Moreover, all statements herein reciting principles, aspects, and embodiments of the present principles, as well as specific examples thereof, are intended to encompass both structural and functional equivalents thereof. Additionally, it is intended that such equivalents include both currently known equivalents as well as equivalents developed in the future, i.e., any elements developed that perform the same function, regardless of structure.

Thus, for example, it will be appreciated by those skilled in the art that the block diagrams presented herein represent conceptual views of illustrative circuitry embodying the present principles. Similarly, it will be appreciated that any flow charts, flow diagrams, state transition diagrams, pseudocode, and the like represent various processes which may be substantially represented in computer readable media and so executed by a computer or processor, whether or not such computer or processor is explicitly shown.

The functions of the various elements shown in the figures may be performed through the use of dedicated hardware as well as hardware capable of executing software in association with appropriate software. When performed by a processor, the functions may be performed by a single dedicated processor, by a single shared processor, or by a plurality of individual processors, some of which may be shared. Moreover, explicit use of the term “processor” or “controller” should not be construed to refer exclusively to hardware capable of executing software, and may implicitly include, without limitation, digital signal processor (“DSP”) hardware, read-only memory (“ROM”) for storing software, random access memory (“RAM”), and non-volatile storage.

Other hardware, conventional and/or custom, may also be included.
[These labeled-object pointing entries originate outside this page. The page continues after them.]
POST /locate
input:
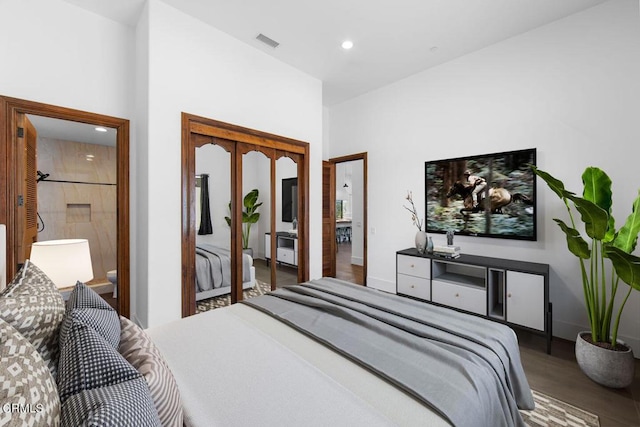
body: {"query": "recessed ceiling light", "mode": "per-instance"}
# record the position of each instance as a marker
(347, 44)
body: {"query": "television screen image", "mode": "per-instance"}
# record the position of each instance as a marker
(490, 195)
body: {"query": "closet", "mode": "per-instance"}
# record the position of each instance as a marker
(243, 146)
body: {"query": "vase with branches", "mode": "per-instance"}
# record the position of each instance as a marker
(421, 236)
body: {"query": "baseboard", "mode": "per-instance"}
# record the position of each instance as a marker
(383, 285)
(570, 331)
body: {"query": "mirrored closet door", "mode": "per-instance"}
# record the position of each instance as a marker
(256, 189)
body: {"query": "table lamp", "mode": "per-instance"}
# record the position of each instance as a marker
(64, 261)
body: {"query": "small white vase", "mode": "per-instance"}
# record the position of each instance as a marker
(421, 241)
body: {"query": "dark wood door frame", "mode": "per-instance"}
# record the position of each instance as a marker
(198, 131)
(365, 197)
(9, 110)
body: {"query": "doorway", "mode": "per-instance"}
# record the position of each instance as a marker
(345, 218)
(12, 113)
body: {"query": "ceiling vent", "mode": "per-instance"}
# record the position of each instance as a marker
(266, 40)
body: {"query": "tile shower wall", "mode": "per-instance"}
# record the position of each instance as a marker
(86, 211)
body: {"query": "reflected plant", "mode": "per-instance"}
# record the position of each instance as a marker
(249, 215)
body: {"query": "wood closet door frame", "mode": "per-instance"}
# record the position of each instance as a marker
(198, 131)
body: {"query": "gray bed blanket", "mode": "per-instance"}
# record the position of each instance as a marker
(464, 367)
(213, 267)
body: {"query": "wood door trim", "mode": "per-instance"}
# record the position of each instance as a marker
(365, 202)
(238, 140)
(210, 127)
(9, 109)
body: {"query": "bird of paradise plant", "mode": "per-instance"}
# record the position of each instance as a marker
(603, 242)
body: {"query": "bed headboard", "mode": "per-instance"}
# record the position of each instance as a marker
(3, 256)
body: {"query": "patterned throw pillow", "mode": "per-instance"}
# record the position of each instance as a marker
(98, 386)
(123, 404)
(88, 361)
(32, 304)
(138, 349)
(28, 392)
(89, 307)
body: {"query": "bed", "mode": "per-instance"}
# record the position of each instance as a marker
(330, 353)
(213, 271)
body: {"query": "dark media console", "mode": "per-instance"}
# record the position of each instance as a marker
(506, 291)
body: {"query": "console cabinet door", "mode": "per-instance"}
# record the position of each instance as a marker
(525, 299)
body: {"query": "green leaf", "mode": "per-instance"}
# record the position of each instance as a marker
(250, 218)
(627, 266)
(627, 237)
(575, 242)
(251, 198)
(597, 188)
(596, 219)
(554, 184)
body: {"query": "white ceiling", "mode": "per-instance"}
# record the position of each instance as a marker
(66, 130)
(392, 39)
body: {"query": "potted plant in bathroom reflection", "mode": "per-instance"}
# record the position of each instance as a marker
(601, 356)
(250, 216)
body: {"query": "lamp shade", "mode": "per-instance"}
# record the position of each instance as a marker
(65, 261)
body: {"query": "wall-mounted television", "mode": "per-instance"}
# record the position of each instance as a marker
(289, 199)
(490, 195)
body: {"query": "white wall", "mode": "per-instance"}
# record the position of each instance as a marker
(59, 54)
(569, 89)
(62, 55)
(197, 69)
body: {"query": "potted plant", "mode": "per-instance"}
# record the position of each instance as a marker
(249, 217)
(601, 356)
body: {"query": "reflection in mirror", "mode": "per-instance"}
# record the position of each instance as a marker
(286, 256)
(213, 235)
(74, 195)
(256, 190)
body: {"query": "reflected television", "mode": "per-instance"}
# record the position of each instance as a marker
(490, 195)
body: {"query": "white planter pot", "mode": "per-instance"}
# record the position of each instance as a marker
(609, 368)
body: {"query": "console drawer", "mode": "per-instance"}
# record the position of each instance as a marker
(414, 286)
(414, 266)
(463, 297)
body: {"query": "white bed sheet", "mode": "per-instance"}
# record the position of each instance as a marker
(237, 367)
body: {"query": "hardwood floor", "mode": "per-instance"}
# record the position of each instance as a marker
(559, 376)
(344, 269)
(556, 374)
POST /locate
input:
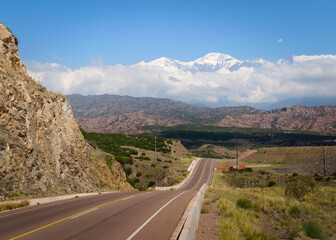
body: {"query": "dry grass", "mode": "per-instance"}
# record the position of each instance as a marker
(9, 206)
(272, 214)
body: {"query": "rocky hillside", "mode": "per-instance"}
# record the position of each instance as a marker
(113, 114)
(317, 119)
(41, 147)
(118, 114)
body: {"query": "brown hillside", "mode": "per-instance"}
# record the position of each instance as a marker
(317, 119)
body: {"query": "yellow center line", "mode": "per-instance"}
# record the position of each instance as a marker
(201, 174)
(61, 220)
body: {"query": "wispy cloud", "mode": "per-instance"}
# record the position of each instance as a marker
(269, 82)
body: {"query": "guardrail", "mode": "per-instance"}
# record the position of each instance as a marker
(190, 170)
(190, 226)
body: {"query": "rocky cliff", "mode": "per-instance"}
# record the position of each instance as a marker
(41, 146)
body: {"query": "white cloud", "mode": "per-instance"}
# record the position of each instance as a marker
(268, 82)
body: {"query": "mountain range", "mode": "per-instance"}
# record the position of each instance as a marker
(213, 80)
(211, 62)
(125, 114)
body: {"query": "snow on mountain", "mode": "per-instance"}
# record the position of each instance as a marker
(211, 62)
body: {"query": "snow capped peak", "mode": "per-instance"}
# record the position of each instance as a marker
(214, 62)
(161, 60)
(216, 57)
(211, 62)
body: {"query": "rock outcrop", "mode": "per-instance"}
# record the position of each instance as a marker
(41, 146)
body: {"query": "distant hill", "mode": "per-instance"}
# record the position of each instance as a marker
(111, 113)
(298, 118)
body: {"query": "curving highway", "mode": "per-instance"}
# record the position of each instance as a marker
(123, 215)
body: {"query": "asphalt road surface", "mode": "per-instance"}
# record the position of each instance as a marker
(124, 215)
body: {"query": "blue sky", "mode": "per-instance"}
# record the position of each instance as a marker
(75, 33)
(87, 47)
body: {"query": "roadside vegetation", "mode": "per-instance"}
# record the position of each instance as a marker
(10, 206)
(305, 160)
(257, 204)
(136, 154)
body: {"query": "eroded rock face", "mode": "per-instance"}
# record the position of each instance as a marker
(41, 146)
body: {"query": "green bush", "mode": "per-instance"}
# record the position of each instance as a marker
(271, 183)
(297, 189)
(294, 211)
(128, 171)
(318, 177)
(151, 184)
(244, 203)
(148, 176)
(312, 230)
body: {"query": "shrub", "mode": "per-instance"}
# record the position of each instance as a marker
(9, 206)
(204, 209)
(151, 184)
(312, 230)
(297, 189)
(271, 183)
(318, 177)
(294, 211)
(136, 180)
(128, 171)
(148, 176)
(244, 203)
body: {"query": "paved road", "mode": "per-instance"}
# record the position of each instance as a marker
(124, 215)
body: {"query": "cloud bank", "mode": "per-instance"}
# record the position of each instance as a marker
(213, 79)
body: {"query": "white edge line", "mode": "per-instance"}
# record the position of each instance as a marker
(38, 208)
(83, 213)
(127, 198)
(149, 219)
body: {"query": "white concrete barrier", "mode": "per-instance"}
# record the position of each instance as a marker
(37, 201)
(190, 226)
(190, 170)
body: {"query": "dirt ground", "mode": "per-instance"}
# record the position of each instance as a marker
(207, 226)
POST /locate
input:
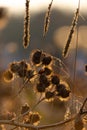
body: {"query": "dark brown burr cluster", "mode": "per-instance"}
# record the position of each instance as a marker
(47, 81)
Similarly, any switches shown in the figures are conceptual only. Their function may be carried out through the operation of program logic, through dedicated logic, through the interaction of program control and dedicated logic, or even manually, the particular technique being selectable by the implementer as more specifically understood from the context.
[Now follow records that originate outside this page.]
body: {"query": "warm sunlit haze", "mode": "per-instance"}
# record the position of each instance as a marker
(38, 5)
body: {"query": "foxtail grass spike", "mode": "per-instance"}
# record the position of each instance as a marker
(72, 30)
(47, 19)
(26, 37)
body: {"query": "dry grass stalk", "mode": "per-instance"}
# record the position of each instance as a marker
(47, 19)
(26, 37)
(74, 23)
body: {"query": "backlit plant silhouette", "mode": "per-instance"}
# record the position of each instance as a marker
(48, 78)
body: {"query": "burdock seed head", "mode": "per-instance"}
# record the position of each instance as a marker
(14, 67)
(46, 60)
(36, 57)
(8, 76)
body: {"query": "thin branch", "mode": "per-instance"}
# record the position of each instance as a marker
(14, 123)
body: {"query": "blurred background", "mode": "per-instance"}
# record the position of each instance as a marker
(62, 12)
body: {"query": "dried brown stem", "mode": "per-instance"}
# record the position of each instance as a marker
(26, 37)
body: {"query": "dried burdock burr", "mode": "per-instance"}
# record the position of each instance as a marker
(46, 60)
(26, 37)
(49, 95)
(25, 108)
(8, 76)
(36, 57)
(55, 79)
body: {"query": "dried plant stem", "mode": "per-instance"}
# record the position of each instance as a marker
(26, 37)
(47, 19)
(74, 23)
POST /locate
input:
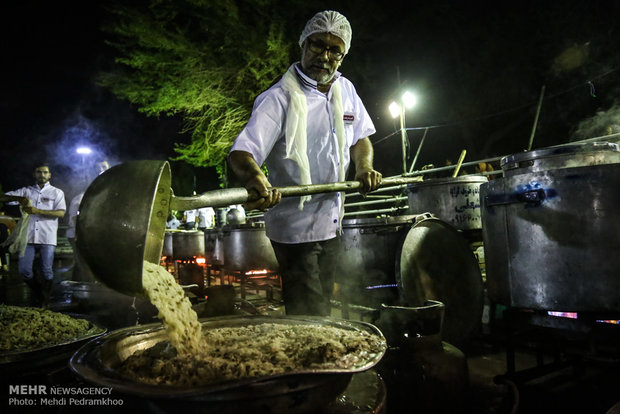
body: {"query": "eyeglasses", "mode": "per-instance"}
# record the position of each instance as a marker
(318, 48)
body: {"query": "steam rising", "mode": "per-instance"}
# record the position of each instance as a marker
(603, 124)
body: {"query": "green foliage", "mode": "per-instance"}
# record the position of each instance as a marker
(203, 59)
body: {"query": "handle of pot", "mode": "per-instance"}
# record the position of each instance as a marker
(228, 196)
(531, 197)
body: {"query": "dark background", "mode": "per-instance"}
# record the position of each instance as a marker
(478, 68)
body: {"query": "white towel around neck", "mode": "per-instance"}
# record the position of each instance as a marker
(296, 128)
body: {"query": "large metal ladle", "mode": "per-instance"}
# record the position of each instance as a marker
(122, 217)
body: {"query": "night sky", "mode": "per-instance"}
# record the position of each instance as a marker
(478, 68)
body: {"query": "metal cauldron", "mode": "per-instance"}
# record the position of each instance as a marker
(167, 248)
(551, 229)
(454, 200)
(408, 260)
(186, 244)
(247, 247)
(294, 392)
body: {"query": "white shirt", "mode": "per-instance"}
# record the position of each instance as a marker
(263, 137)
(42, 229)
(206, 217)
(173, 223)
(190, 216)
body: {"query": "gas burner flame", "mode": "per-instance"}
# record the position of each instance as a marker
(575, 315)
(258, 272)
(380, 286)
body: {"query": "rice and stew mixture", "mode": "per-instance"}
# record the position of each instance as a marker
(24, 328)
(196, 359)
In the claims hereof, any element expressed as a means for performing a specified function is intended to encompass any way of performing that function including, for example, a) a combination of circuit elements that performs that function or b) software in any form, including, therefore, firmware, microcode or the like, combined with appropriate circuitry for executing that software to perform the function. The present principles as defined by such claims reside in the fact that the functionalities provided by the various recited means are combined and brought together in the manner which the claims call for. It is thus regarded that any means that can provide those functionalities are equivalent to those shown herein.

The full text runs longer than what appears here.